Anthracyclines (ACs) like doxorubicin play a major role in modern cancer treatment, including elderly lymphoma patients. Unfortunately, this therapy is associated with toxic cardiac (heart) side effects (AC-induced cardiotoxicity, or AIC). How often AIC occurs for NHL or HL patients after chemotherapy is unknown outside of clinical trials. New strategies are needed to better manage AIC.

Liposomal doxorubicin (NPLD) has been shown to have improved delivery to tumors in other cancers, but its effects have not been explored in lymphomas. Lymphoma patients at risk of cardiovascular diseases may benefit from NPLD instead of conventional doxorubicin, especially combined with ACE inhibitors or beta blockers.

This study involved 99 patients with various subtypes of NHL (75%; diffuse large b-cell lymphoma, mantle cell lymphoma, follicular lymphoma, or T-cell lymphoma) or HL (25%). 57% of patients had cardiac risk factors. 25% of these patients were taking medication (RAS or beta blockers). 39 patients received chemotherapy with liposomal doxorubicin (NPLD) instead of doxorubicin (DOX). 60 patients received chemotherapy with doxorubicin. Chemotherapies included ABVD or CHOP-like regimens (R-CHOP21, R-CHOP14). Patients were followed for 31.7 months.

79% of patients showed complete remission (tumor disappearance). 31.5% of these patients received NPLD. 14% of patients showed a partial response (tumor shrinkage), with 38.4% receiving NPLD. At 3 years, overall survival rates (time from treatment until death from any cause) were 94.7% for the DOX group, and 71.0% for the NPLD group. 

9% of patients had decreased blood pumping out of the left ventricle of the heart (LVEF between 10% and 50%). Of these, 8% received DOX and 1% received NPLD. 2.4% of this DOX group were treated with ACE inhibitors or beta blockers, completely reversing poor LVEF. Overall, the NPLD group showed better ventricle function and lower troponin I levels (marker of heart attack) compared to the DOX group.

This study suggested that substituting doxorubicin with liposomal doxorubicin in chemotherapy regimens for lymphoma patients at high cardiovascular risk can help prevent side effects without reducing effectiveness.

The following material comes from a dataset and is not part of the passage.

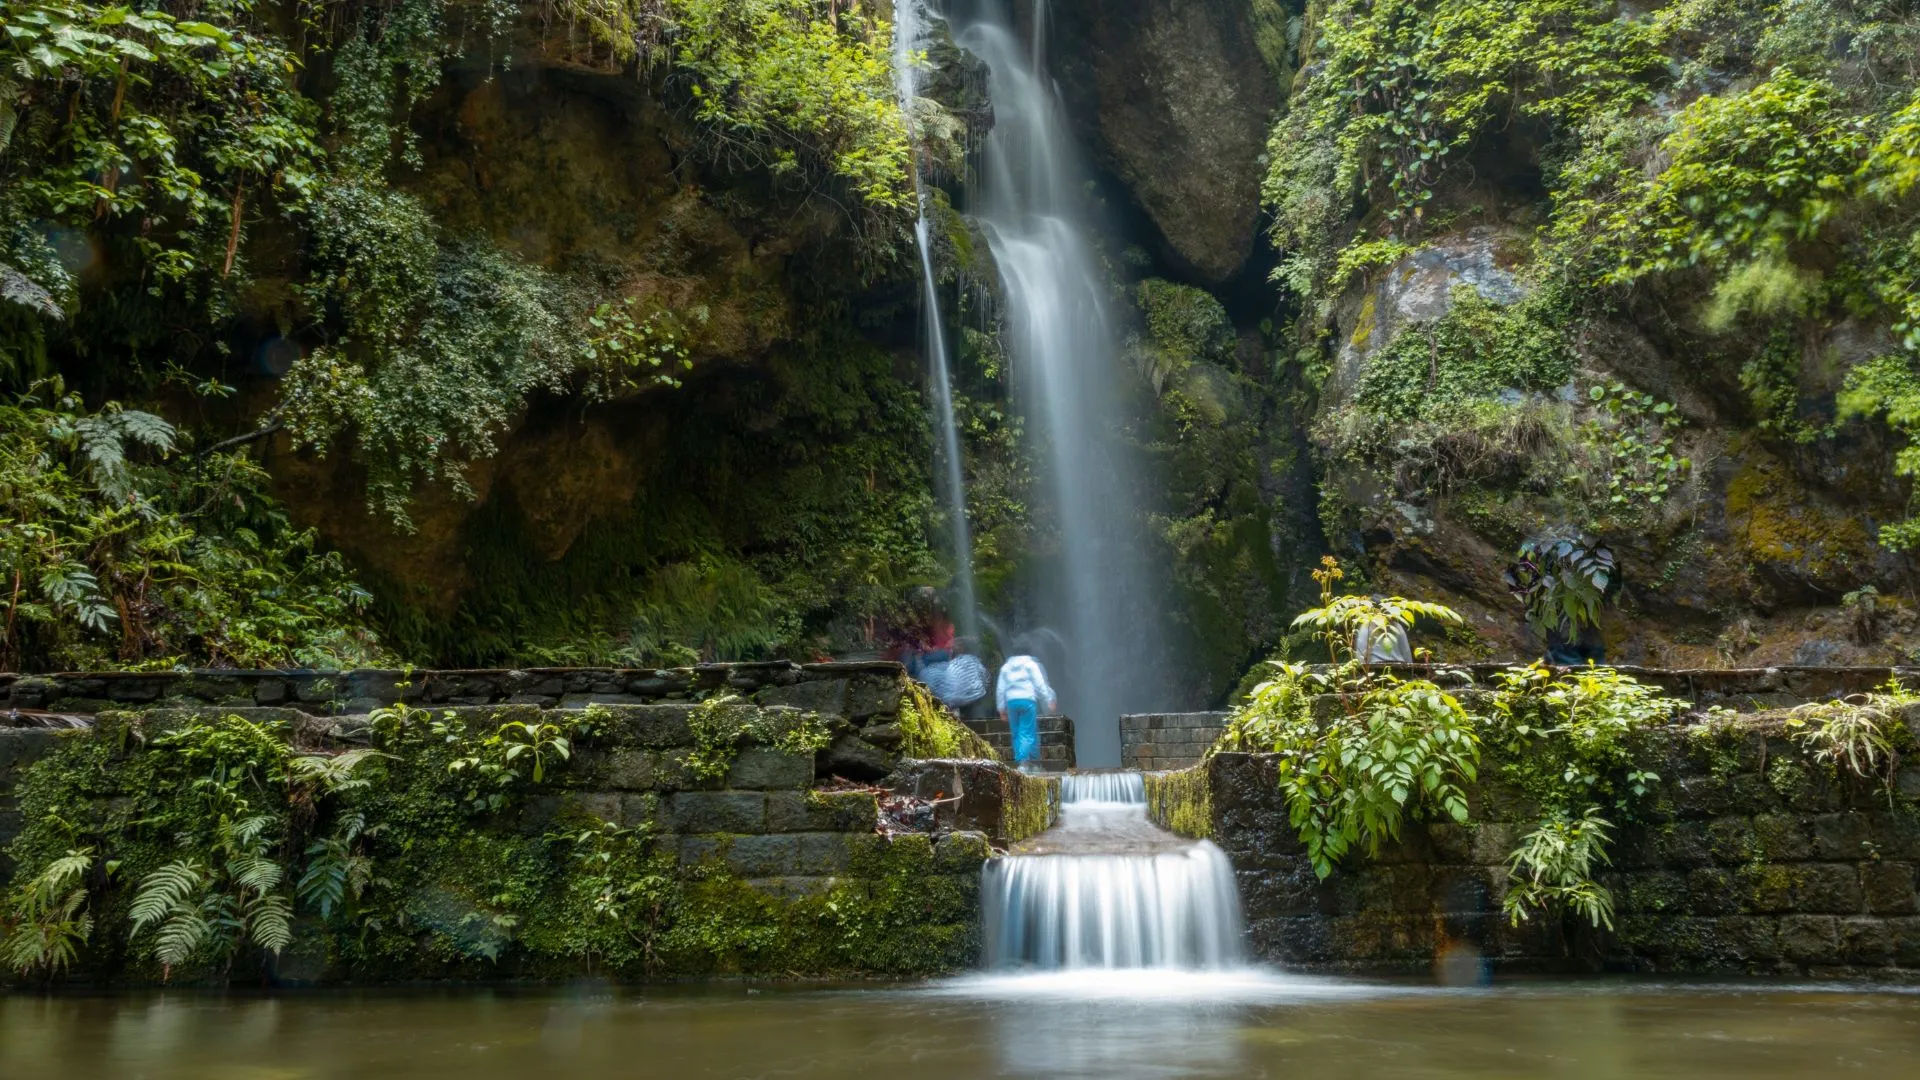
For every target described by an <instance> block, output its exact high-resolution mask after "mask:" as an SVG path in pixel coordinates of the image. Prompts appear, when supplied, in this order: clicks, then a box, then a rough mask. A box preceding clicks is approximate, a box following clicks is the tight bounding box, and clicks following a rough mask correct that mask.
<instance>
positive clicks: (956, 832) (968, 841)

The current study has a small sample size (99 patients), and several lymphoma subtypes were included. This makes it difficult to accurately compare the efficacy of liposomal doxorubicin to the conventional doxorubicin.

If you are a lymphoma patient at high risk for anthracycline-induced cardiotoxicity (AIC), talk to your care team about using liposomal doxorubicin (NPLD) instead of conventional doxorubicin.